If you are a follower of this blog, you will have watched as Scott Walker went from the top of the power rankings to an “also ran.” Today, the Wisconsin Governor will suspend his Presidential ambitions and leave the campaign trail to the other 15 declared candidates.
There was no “silver bullet gaffe” that caused Walker’s campaign to collapse. Rather, this was the constant, slow, deflation of a prematurely-pumped-up candidacy. Walker was the frontrunner before we even knew who else was going to be in the race. Winning two terms as Governor of Wisconsin and a contentions recall election under the national spotlight, Republicans saw Walker as being a tested and known quantity who had the electoral chops to beat a Democrat in the general election.
However, the best laid plans of Wisconsin strategists today came to naught as Walker received some of the worst news that he could have heard on the campaign trail: the most recent polls have him right at 0%. For the candidate who was running the show in Iowa less than two months ago, this drop is head-spinning.
Nevertheless, after two lackluster debate performances where Walker was unable to differentiate himself from many of the other candidates on the stage, Walker was left to try to sell his message in a media climate that is completely dominated by real estate mogul Donald Trump and whatever controversy is going on in that particular week.
Walker’s political skills were questionable at best even when he was the, then undeclared, frontrunner in the campaign.
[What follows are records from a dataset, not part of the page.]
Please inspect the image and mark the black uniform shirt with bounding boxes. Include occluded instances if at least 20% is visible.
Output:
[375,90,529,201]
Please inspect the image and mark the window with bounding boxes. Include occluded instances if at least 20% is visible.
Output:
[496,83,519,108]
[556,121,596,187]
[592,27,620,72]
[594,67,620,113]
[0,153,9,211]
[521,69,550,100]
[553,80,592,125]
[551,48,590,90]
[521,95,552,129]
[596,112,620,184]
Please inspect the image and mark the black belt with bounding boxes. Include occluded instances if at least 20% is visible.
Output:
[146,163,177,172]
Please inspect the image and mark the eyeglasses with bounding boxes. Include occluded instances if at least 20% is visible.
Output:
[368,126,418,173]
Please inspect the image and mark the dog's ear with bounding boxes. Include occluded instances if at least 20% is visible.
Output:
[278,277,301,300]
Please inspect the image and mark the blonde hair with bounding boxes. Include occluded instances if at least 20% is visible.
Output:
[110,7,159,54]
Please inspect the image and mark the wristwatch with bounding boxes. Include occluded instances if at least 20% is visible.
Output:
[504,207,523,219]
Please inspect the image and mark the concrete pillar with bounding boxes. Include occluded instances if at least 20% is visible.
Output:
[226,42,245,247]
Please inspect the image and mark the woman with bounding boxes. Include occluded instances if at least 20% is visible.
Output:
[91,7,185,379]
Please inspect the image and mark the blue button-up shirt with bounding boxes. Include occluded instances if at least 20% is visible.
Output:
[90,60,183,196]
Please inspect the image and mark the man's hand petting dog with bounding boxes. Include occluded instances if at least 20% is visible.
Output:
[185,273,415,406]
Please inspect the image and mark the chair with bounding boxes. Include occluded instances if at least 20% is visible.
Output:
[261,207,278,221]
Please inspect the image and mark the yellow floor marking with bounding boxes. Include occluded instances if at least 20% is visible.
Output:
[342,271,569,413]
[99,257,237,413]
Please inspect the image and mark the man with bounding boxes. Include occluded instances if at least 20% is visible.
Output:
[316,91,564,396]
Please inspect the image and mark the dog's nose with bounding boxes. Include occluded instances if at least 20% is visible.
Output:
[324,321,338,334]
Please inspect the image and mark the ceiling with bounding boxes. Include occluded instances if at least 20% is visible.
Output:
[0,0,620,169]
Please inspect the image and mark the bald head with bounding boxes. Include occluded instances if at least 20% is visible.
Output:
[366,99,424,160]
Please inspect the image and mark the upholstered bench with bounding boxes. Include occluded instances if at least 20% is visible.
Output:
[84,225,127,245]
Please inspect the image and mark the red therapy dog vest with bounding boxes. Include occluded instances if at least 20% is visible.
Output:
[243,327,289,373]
Punting on questions about science and refusing to take stances on easy foreign policy concerns, many politics-watchers said that, maybe, given time, he could develop into a real leader of the pack. That opportunity never materialized. Rather, in order to get attention, Walker had to play in the “Trump Media” and advocate for building a wall on the Canadian border just to get some cameras on him during the month of August.
While Walker’s fall was imminent after last week’s debate, it further underscores the savvy politics of Marco Rubio and John Kasich who have decided to weather the Trump storm by battening down the hatches and hoping that it will blow over. Walker, at the forefront of the race, was not so lucky.
Unlike Rick Perry’s obviously inevitable departure, most poll-watchers would not have predicted a Walker collapse if they had been asked only a few weeks ago. For good or ill, the winnowing fan of Donald Trump’s masterful media control has snuffed out whatever potential there was in the two-term Wisconsin Governor.